Зная, что я использую Spark 3.1.2 и потоковую передачу с помощью структурированной потоковой передачи spark.

Есть ли способ заменить monotonically_increasing_id() , чтобы этот код нормально работал в потоковой передаче ?

Ответ №1:

Поскольку вы транслируете потоковую передачу из Kafka, вы можете попробовать использовать offset или timestamp , доступные из вашего источника kafka, вместо этого заказать свои данные.

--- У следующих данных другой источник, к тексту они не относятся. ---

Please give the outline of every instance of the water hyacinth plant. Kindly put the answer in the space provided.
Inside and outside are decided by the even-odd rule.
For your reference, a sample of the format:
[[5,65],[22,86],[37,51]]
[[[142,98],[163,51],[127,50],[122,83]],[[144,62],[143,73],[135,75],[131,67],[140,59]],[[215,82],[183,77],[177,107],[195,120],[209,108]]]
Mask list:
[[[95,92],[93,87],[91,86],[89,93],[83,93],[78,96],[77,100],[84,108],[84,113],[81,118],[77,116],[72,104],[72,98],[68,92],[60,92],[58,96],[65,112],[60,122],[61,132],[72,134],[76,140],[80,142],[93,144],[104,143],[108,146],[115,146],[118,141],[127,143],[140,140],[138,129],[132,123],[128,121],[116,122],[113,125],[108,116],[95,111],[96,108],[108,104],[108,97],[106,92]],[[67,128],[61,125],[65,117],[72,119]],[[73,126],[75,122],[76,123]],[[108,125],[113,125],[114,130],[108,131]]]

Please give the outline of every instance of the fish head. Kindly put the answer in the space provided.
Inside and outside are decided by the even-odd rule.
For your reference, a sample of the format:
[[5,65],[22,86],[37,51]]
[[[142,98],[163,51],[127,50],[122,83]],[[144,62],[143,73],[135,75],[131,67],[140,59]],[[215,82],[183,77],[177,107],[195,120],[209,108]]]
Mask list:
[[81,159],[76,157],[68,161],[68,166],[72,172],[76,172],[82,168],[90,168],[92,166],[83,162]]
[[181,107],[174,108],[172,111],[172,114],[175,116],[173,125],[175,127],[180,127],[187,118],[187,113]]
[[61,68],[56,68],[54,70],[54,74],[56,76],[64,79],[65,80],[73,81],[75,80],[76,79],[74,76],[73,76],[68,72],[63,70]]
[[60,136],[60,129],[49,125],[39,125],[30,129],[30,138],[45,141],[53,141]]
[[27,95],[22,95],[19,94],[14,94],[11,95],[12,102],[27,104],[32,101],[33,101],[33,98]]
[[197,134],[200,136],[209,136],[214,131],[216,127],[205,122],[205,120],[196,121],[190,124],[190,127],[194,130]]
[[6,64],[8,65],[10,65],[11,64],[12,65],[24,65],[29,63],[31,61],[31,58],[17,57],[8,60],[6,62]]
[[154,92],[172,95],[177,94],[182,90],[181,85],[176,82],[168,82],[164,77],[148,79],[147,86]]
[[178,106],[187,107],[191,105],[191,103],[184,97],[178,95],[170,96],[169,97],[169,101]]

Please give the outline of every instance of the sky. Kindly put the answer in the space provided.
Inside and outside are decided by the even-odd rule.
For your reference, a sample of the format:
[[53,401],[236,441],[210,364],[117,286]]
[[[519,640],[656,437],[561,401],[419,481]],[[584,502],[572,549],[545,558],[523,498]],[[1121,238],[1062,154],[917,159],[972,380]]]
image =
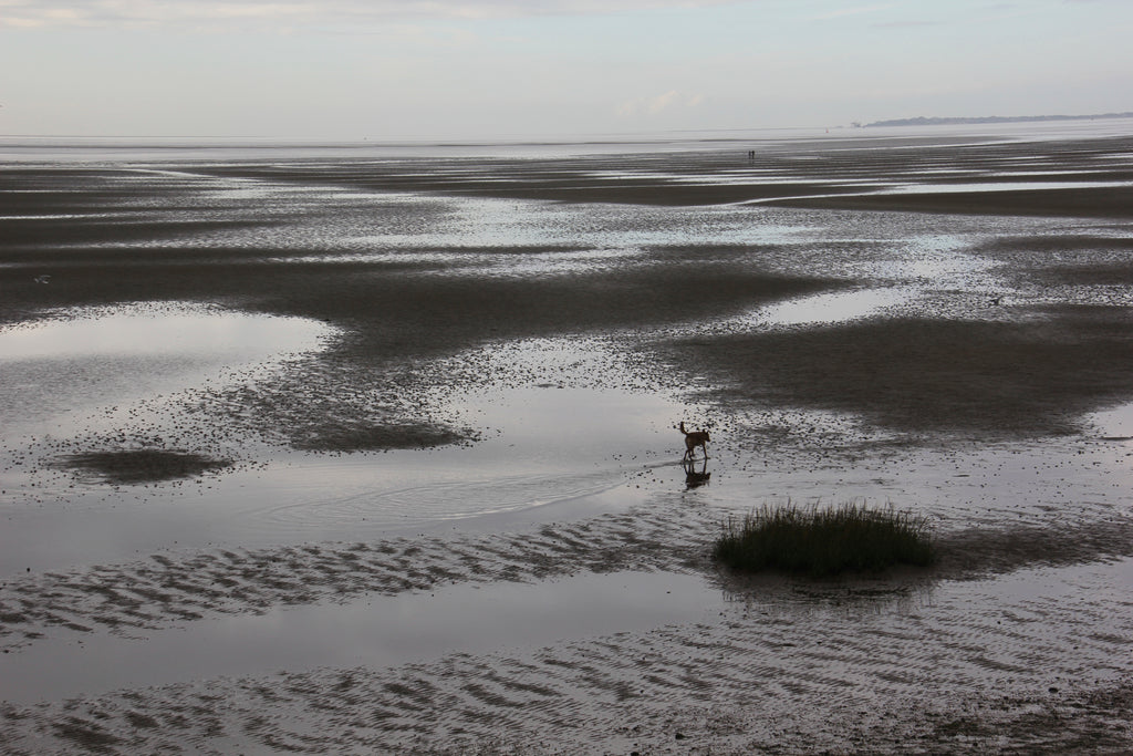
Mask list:
[[588,138],[1133,111],[1130,0],[0,0],[0,135]]

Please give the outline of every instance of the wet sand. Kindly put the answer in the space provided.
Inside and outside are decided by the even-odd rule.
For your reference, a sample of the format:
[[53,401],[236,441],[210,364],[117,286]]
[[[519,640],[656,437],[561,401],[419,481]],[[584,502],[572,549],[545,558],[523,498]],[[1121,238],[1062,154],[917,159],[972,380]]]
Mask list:
[[[9,330],[138,303],[323,329],[227,373],[3,363],[31,430],[0,449],[0,672],[34,678],[5,677],[8,751],[1133,748],[1133,218],[1090,185],[1133,180],[1133,142],[763,147],[0,173]],[[1008,180],[1037,186],[947,186]],[[84,398],[60,365],[196,377]],[[76,407],[25,406],[52,396]],[[713,432],[707,485],[681,419]],[[926,516],[939,563],[712,562],[787,499]],[[553,620],[619,580],[672,613]],[[506,631],[462,603],[512,585]],[[349,622],[357,663],[289,609]],[[256,620],[275,655],[218,673]],[[154,661],[178,644],[211,671]],[[67,674],[84,653],[153,669]]]

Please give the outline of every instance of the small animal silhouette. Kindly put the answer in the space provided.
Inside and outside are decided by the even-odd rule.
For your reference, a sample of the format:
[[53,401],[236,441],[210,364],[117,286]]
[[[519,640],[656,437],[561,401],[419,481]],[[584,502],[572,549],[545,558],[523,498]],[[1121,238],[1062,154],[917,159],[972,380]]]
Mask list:
[[676,427],[684,434],[684,459],[695,458],[697,447],[704,449],[705,459],[708,459],[708,447],[706,445],[709,441],[708,431],[685,431],[684,421],[681,421]]

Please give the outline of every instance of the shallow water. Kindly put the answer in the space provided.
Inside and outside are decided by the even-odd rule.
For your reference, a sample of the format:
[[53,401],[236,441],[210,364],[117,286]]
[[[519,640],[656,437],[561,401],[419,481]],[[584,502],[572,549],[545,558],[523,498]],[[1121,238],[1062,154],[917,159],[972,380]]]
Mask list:
[[[931,142],[905,146],[919,150]],[[407,159],[398,170],[385,170],[383,160],[406,155],[340,162],[306,148],[255,148],[245,156],[264,160],[225,160],[224,151],[215,150],[180,161],[176,152],[143,145],[128,154],[151,162],[130,165],[117,178],[100,176],[96,190],[74,193],[101,197],[108,186],[128,187],[113,201],[128,223],[108,231],[107,214],[84,212],[0,218],[24,229],[22,240],[10,243],[11,260],[0,272],[35,296],[63,282],[57,272],[48,283],[32,286],[48,260],[36,256],[45,252],[36,248],[39,235],[62,228],[35,222],[63,215],[76,224],[67,226],[68,232],[90,235],[46,245],[68,264],[83,264],[83,255],[105,255],[107,264],[120,264],[137,252],[188,262],[218,256],[233,270],[266,265],[272,275],[310,277],[305,283],[333,271],[341,273],[333,279],[338,288],[321,289],[332,299],[340,291],[343,297],[365,294],[358,287],[366,281],[417,286],[425,280],[459,283],[460,301],[476,304],[478,287],[514,292],[522,287],[488,287],[500,281],[535,287],[582,275],[593,294],[607,278],[655,281],[634,275],[666,266],[683,274],[718,266],[719,277],[704,279],[713,284],[733,273],[756,283],[774,275],[826,281],[778,299],[738,298],[734,307],[710,309],[710,315],[639,317],[630,324],[580,317],[586,325],[576,331],[566,323],[553,335],[535,328],[529,335],[501,321],[499,333],[518,335],[470,329],[469,343],[443,342],[427,357],[415,352],[406,368],[412,380],[402,383],[333,372],[335,360],[351,354],[334,349],[360,332],[374,335],[367,329],[380,332],[381,318],[359,325],[349,312],[318,301],[304,305],[318,317],[252,314],[239,303],[267,307],[264,303],[276,294],[257,288],[252,277],[245,281],[249,291],[218,295],[208,307],[180,304],[193,300],[188,297],[73,309],[40,324],[0,330],[0,600],[7,602],[6,617],[16,618],[3,626],[5,648],[11,653],[0,660],[0,680],[18,686],[0,689],[0,698],[97,696],[118,686],[187,681],[231,691],[221,678],[247,674],[250,687],[222,697],[250,700],[255,713],[248,716],[266,708],[283,719],[273,704],[253,700],[248,691],[262,687],[283,695],[272,680],[313,674],[314,683],[304,678],[287,693],[306,695],[296,690],[320,689],[329,679],[310,672],[321,665],[366,665],[369,671],[359,676],[383,690],[400,690],[385,687],[386,673],[420,662],[415,669],[440,681],[436,689],[450,685],[471,691],[458,698],[465,702],[459,708],[440,694],[420,705],[452,714],[457,730],[491,733],[522,731],[522,722],[509,720],[506,706],[476,691],[504,668],[536,669],[537,674],[535,674],[540,690],[545,683],[561,691],[554,694],[562,696],[557,699],[546,695],[566,702],[565,713],[556,716],[577,714],[578,727],[605,722],[610,702],[647,720],[657,711],[688,712],[701,700],[715,707],[718,693],[736,706],[759,700],[780,717],[776,722],[791,724],[807,713],[825,716],[829,702],[842,700],[844,691],[874,710],[903,712],[903,696],[935,691],[939,680],[946,683],[942,696],[960,700],[1005,686],[1030,695],[1064,686],[1070,676],[1096,681],[1127,671],[1119,639],[1130,627],[1121,595],[1131,579],[1128,560],[1115,560],[1111,546],[1091,546],[1089,537],[1091,527],[1111,526],[1106,534],[1121,534],[1118,526],[1131,513],[1127,408],[1087,417],[1077,434],[989,443],[883,427],[851,411],[714,404],[705,392],[718,388],[718,376],[655,364],[655,352],[648,351],[650,340],[672,338],[807,333],[887,317],[1026,323],[1041,317],[1036,315],[1041,306],[1121,304],[1124,295],[1113,287],[1080,287],[1041,273],[1057,267],[1062,255],[1072,258],[1060,239],[1125,239],[1127,226],[790,210],[730,201],[644,206],[563,198],[576,179],[587,188],[637,178],[685,190],[742,187],[764,177],[768,186],[813,184],[825,192],[833,185],[929,190],[925,185],[934,177],[959,177],[965,185],[949,186],[989,193],[1015,184],[1057,188],[1074,177],[1084,177],[1077,186],[1089,187],[1092,180],[1081,171],[1053,172],[1057,165],[1050,161],[1033,161],[1037,173],[1028,176],[1041,175],[1043,182],[1017,181],[1024,177],[1016,173],[1026,171],[1023,147],[999,144],[998,137],[970,144],[981,150],[956,153],[955,165],[936,154],[901,175],[885,175],[884,150],[877,155],[881,162],[870,163],[875,173],[862,175],[860,160],[869,147],[846,139],[838,148],[847,153],[844,160],[829,144],[815,147],[816,154],[808,154],[806,145],[768,145],[769,152],[782,153],[775,169],[709,151],[639,152],[611,156],[597,170],[571,173],[554,167],[545,176],[508,159]],[[39,154],[48,160],[57,147],[44,150]],[[352,147],[339,152],[357,154]],[[122,154],[103,153],[102,160]],[[1108,158],[1115,170],[1124,169],[1127,159]],[[49,171],[49,184],[57,180],[57,168]],[[478,178],[500,192],[463,196]],[[410,188],[397,190],[398,181],[409,181]],[[435,184],[425,186],[429,181]],[[523,198],[533,187],[559,201]],[[585,190],[579,194],[585,198]],[[92,224],[82,224],[87,221]],[[203,223],[197,228],[187,221]],[[1004,239],[1022,244],[1023,252],[1013,256],[997,249]],[[1038,250],[1026,246],[1031,240],[1042,243]],[[1083,264],[1125,262],[1113,245],[1067,248]],[[692,294],[710,300],[716,292]],[[197,296],[214,301],[207,286]],[[655,309],[667,313],[671,304],[658,300]],[[332,316],[358,333],[332,328],[326,322]],[[421,332],[462,325],[442,318],[427,322]],[[399,343],[393,337],[375,342],[381,348]],[[348,409],[401,402],[410,419],[440,418],[470,428],[477,440],[435,449],[313,453],[241,425],[244,415],[270,415],[270,400],[278,399],[254,390],[280,385],[292,371],[304,377],[330,375],[309,387],[281,384],[295,392],[292,404],[309,405],[309,413],[323,411],[320,392],[332,387],[357,401]],[[241,387],[253,391],[233,391]],[[218,397],[247,396],[264,401],[225,407],[232,415],[201,409],[207,405],[215,411],[223,402],[206,400]],[[675,425],[681,421],[713,435],[710,458],[691,469],[680,464],[684,449]],[[184,444],[237,464],[198,479],[146,485],[85,479],[50,464],[118,438],[127,445],[142,438]],[[765,503],[846,500],[911,510],[929,518],[942,536],[976,533],[991,544],[1020,528],[1087,535],[1074,549],[1022,554],[997,568],[1006,574],[970,581],[917,579],[896,588],[866,581],[849,589],[796,589],[773,581],[755,593],[722,596],[701,577],[673,572],[700,575],[705,544],[730,515]],[[365,547],[365,558],[350,544]],[[1102,558],[1110,562],[1091,563]],[[1063,566],[1040,567],[1043,559]],[[616,567],[611,575],[591,571],[610,564]],[[649,569],[661,571],[641,572]],[[563,572],[576,576],[534,585],[501,581]],[[455,585],[427,593],[404,587],[432,584],[435,575]],[[140,609],[130,605],[129,595],[119,595],[123,586],[143,596]],[[870,597],[875,588],[880,598]],[[369,591],[397,595],[359,597]],[[344,603],[329,601],[337,593]],[[296,596],[308,603],[283,606]],[[178,614],[182,606],[185,615]],[[256,617],[257,611],[265,613]],[[194,612],[202,618],[191,619]],[[67,623],[88,629],[63,629]],[[46,637],[35,635],[41,630]],[[533,654],[554,656],[554,663],[528,663]],[[733,654],[743,663],[730,664]],[[453,677],[454,664],[470,678]],[[1048,680],[1048,670],[1060,678]],[[531,694],[522,674],[518,681],[500,674],[506,696]],[[632,689],[644,690],[656,706],[633,708],[632,696],[619,698],[629,689],[627,681],[639,685]],[[153,704],[162,695],[131,700]],[[339,698],[334,703],[347,705]],[[547,704],[536,703],[516,711],[544,722],[539,716]],[[316,698],[301,710],[309,732],[327,731],[327,722],[313,713],[326,711],[321,708],[326,704]],[[133,712],[134,705],[126,710]],[[406,710],[401,721],[410,729],[432,727],[408,711],[417,698],[397,694],[382,705]],[[238,707],[233,704],[233,711]],[[71,710],[52,711],[42,710],[43,716],[56,717],[48,721],[79,717]],[[485,711],[488,716],[480,717]],[[99,727],[100,712],[91,727]],[[479,724],[460,722],[460,712]],[[343,721],[340,714],[335,722]],[[127,715],[127,724],[133,721]],[[238,724],[232,731],[245,729]],[[573,742],[570,737],[562,741]],[[342,746],[323,745],[330,750]],[[845,744],[819,745],[812,750]]]
[[535,585],[458,585],[429,593],[278,609],[135,637],[66,634],[0,656],[0,699],[88,696],[210,678],[322,666],[399,666],[444,654],[538,648],[693,622],[719,611],[701,577],[616,572]]

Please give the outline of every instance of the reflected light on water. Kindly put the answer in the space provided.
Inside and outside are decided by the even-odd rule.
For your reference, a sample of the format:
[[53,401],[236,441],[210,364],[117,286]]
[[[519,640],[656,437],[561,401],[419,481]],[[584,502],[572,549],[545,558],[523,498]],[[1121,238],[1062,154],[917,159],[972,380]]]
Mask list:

Например, Изменено из документации spark kafka

 df = spark 
  .read 
  .format("kafka") 
  .option("kafka.bootstrap.servers", "host1:port1,host2:port2") 
  .option("subscribe", "topic1") 
  .load()

df.selectExpr(
    "CAST(key AS STRING)", 
    "CAST(value AS STRING)",
    "offset as row_index",
    "timestamp as source_timestamp", 
)
 

Смещение теперь станет вашим row_index , или вы можете попробовать

 df_sim1=df_sim1.withColumn('row_index', row_number().over(Window.orderBy("source_timestamp")))
df_ofr2=df_ofr2.withColumn('row_index', row_number().over(Window.orderBy("source_timestamp"))).drop("iddemandeur")
 

Дайте мне знать, если это сработает для вас.